The Spiritual Life Add comments

Up until the age of 11, my exposure to church was very mixed. My mom was from a catholic background, my Dad grew up as the son of a bi-vocational Wesleyan preacher who worked on repairing vehicles more than he repaired the heart. Our family went to church on Easter, Christmas, and the odd Sunday or camp meeting visit to support my grandfather. Church for me during that time didn’t make a strong impression. I just remember a long time spent in a hard wooden pew, trying to sit still enough to avoid prompting my Mom or Dad to tell me to calm down.

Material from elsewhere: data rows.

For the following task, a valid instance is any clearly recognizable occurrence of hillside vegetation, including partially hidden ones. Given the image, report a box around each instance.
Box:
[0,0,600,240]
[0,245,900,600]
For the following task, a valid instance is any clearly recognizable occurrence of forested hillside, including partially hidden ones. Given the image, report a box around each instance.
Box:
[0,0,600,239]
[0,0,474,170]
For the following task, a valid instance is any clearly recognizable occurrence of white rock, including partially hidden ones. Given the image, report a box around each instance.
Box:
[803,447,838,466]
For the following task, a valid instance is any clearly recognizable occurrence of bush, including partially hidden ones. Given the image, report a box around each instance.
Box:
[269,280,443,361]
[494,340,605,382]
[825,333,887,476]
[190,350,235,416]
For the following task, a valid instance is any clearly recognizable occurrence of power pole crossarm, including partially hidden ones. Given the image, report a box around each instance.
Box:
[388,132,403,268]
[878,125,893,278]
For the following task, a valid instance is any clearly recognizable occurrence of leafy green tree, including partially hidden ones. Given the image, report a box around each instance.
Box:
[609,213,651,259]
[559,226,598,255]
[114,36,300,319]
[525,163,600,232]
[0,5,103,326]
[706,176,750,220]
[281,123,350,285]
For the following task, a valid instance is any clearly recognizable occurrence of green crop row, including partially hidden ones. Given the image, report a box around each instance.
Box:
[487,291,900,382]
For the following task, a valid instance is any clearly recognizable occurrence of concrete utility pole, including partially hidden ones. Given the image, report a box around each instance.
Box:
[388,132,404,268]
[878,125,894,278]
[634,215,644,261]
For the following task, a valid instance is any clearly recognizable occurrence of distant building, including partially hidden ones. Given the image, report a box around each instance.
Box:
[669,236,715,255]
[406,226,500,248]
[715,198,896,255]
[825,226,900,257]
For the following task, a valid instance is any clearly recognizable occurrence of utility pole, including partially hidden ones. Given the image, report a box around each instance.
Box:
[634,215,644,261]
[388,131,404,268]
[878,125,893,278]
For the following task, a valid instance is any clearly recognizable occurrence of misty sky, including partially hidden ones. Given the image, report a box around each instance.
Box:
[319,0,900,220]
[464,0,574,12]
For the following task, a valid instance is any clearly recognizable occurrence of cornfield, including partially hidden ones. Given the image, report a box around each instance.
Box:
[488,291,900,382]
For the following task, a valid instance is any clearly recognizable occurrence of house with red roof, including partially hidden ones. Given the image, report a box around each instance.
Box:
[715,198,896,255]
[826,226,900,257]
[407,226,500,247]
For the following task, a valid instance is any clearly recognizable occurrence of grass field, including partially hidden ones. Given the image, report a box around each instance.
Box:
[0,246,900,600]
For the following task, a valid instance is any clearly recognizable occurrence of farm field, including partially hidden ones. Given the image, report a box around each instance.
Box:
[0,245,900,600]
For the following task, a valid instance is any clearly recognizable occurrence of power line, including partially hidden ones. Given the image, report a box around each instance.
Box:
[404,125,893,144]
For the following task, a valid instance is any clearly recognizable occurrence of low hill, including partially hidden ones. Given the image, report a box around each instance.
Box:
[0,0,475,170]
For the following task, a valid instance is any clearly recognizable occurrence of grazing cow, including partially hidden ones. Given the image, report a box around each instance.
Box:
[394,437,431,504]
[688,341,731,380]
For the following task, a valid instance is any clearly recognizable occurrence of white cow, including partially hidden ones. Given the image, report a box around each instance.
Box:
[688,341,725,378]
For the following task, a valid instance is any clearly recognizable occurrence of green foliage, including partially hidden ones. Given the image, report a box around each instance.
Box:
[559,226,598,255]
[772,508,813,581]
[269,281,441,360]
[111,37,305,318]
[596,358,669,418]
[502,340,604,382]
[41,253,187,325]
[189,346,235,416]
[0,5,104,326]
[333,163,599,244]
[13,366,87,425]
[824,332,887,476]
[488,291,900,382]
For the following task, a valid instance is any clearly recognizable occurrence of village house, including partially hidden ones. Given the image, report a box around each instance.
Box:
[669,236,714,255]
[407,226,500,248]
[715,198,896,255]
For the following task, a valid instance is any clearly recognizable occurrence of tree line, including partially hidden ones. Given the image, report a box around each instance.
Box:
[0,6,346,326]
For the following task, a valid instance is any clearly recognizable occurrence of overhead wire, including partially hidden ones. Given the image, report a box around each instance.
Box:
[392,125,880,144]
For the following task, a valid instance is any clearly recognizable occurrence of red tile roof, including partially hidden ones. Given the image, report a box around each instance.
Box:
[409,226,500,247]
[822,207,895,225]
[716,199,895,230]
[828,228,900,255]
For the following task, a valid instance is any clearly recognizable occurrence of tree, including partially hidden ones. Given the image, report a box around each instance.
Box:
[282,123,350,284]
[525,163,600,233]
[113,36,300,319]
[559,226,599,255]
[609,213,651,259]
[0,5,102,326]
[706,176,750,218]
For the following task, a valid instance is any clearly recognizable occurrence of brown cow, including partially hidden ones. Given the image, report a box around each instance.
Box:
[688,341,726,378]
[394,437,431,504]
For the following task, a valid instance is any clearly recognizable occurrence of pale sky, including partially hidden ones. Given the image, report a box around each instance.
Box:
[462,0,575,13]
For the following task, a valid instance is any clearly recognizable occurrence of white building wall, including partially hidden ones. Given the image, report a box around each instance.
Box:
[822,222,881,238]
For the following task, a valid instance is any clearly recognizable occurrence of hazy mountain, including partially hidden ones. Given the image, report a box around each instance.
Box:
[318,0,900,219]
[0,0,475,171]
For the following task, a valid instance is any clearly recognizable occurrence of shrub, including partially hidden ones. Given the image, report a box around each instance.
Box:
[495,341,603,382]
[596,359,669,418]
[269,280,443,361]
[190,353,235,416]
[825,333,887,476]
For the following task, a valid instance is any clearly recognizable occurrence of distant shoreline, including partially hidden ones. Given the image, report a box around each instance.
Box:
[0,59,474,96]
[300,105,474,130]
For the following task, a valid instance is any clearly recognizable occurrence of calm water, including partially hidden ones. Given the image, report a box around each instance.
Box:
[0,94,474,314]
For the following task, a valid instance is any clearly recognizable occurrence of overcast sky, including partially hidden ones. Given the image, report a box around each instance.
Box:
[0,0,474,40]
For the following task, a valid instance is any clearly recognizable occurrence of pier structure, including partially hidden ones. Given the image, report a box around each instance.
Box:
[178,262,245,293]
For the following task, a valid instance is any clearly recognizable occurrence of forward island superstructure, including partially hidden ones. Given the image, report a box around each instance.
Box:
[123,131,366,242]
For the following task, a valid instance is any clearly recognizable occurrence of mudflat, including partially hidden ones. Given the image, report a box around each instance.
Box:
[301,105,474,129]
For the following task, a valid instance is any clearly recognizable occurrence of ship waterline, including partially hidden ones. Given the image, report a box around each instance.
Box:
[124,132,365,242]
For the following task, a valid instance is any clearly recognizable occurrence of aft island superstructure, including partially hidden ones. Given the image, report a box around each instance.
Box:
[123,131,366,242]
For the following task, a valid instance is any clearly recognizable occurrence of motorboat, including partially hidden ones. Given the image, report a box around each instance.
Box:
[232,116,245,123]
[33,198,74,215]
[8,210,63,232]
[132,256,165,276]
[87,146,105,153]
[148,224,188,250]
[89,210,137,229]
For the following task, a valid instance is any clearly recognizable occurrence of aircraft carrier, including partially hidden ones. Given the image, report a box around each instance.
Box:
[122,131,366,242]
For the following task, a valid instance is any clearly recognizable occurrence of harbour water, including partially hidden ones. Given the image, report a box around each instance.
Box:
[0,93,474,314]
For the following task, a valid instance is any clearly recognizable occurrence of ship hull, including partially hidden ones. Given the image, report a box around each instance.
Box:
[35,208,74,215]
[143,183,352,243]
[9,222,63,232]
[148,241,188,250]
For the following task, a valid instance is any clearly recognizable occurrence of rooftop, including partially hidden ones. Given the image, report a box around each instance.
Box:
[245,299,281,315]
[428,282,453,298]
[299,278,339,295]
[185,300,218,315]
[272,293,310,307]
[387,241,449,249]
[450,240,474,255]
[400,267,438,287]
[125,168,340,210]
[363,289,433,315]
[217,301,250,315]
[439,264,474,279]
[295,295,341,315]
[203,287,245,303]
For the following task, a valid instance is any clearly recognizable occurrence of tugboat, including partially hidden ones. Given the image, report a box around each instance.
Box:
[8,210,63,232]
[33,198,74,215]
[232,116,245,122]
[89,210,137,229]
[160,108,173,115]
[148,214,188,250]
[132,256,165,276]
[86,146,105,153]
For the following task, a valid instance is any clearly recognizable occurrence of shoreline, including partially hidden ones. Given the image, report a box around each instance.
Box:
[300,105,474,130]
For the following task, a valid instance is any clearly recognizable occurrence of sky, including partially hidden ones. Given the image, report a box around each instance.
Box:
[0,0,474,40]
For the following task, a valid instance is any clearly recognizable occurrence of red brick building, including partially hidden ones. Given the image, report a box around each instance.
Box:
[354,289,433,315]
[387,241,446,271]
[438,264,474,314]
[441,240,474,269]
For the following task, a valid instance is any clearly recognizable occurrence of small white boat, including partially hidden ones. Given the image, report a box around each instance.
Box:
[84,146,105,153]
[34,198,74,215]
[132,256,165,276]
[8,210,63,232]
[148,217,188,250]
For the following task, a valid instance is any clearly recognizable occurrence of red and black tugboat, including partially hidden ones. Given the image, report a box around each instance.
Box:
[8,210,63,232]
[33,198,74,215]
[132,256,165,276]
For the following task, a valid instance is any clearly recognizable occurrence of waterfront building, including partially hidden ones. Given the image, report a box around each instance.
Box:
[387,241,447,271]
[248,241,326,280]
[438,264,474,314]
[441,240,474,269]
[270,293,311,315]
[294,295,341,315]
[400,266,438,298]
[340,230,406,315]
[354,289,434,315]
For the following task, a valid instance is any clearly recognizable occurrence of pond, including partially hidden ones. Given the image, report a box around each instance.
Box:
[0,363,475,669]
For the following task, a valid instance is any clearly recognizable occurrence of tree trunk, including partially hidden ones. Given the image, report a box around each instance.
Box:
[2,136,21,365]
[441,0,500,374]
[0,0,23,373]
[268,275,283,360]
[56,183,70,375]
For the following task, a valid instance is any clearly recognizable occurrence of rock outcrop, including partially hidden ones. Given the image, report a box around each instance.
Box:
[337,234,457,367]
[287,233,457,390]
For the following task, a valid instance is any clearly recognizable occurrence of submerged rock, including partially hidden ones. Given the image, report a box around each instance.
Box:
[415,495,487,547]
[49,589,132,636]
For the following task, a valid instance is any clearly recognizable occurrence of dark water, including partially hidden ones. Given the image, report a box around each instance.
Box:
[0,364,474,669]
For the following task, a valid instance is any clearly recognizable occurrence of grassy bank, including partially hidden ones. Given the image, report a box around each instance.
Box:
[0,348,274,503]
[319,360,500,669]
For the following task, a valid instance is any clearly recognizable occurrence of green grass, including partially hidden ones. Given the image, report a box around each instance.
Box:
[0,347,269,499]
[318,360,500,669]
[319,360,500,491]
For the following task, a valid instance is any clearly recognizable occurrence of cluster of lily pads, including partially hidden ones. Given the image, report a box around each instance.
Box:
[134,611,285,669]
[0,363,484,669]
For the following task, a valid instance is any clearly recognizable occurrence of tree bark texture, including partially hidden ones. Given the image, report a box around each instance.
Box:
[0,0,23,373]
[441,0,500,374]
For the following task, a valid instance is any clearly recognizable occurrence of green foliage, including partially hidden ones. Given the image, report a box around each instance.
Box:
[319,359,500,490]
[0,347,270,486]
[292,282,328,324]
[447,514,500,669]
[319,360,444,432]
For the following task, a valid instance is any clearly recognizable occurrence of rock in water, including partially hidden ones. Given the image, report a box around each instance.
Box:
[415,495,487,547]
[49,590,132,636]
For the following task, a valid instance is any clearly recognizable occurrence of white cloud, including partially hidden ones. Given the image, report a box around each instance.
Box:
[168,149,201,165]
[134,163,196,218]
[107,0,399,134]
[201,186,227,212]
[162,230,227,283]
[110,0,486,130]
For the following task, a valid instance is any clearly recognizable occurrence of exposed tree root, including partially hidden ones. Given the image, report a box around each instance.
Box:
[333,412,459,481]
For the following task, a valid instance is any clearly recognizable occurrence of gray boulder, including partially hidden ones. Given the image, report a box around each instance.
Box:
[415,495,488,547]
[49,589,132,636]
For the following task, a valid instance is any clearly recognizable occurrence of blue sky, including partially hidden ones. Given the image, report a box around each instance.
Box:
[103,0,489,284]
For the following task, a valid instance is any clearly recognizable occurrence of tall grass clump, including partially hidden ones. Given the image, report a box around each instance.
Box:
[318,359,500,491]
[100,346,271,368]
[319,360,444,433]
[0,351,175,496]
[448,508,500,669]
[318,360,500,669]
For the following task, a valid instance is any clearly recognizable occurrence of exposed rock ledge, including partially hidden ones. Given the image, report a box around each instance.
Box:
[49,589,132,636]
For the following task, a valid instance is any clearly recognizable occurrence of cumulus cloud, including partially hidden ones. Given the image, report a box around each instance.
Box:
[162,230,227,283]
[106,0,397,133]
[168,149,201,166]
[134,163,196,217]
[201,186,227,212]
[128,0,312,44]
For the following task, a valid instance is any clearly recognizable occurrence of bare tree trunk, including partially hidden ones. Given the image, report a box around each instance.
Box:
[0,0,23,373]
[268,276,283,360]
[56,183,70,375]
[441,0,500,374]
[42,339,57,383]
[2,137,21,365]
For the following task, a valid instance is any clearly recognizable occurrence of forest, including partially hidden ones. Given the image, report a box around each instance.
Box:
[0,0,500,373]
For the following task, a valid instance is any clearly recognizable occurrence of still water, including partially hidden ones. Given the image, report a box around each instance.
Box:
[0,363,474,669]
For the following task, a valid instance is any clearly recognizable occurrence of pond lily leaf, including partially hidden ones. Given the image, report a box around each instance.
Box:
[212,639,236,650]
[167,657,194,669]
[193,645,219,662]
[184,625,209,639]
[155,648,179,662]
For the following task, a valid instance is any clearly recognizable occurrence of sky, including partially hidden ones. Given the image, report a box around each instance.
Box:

During that time, we built a home in a new neighborhood, and the builder–was a bivocational pastor who helped my Mom to get serious about her faith, leading to her baptism and nightly devotions at bedtime for us for a season. I remember the short season of engagement in her life, and my older brother’s subsequent baptism. The devotional books: Daily Bread and Keys to Life were very good stories to me, and I kept them and read them on my own after our nightly tradition stopped.

It was at the age of 11 that these spiritual seeds finally sprouted for the first time. Leading up to Easter Sunday, I had gotten into more trouble than usual and I vividly remember tossing a shoe at the wall of my room after I was sent there to await my father’s return from work. Then on Easter, hearing about Jesus on the cross, the preacher explained our need to ask Jesus to save us. I left the service convicted, certain of what I must do. Our church didn’t do alter calls or walk people through a sinner’s prayer, so I simply found a private spot in the garage after we arrived home to “ask Jesus into my heart” as I often heard it called then.

What I know for certain is that God really intervened in my life that day. I felt a newfound passion for God, for the Bible, and for church. I would even ask every week if we were going to church, sometimes waking my parents to do so, in order to stay more connected. Armed with my comic book Children’s Bible, the devotional books, and a spiral notepad, I would have a nightly conversation with God at bedtime on paper, reading and writing my thoughts down.

I didn’t really have anyone to share my new connection with Christ with, aside from Him, but it spurred a desire for holiness in my life and created in me a strong private desire to honor Him in everything.

It also fueled my involvement in Bible quizzing for a few years, where I did build some Christian relationships with peers and memorize a lot of Bible verses and facts. However, none of the facts or verses really got connected to practical living and all the community I built at church was unconnected to my school and sports involvement, so I ended up with two entirely different worlds of friends to live in.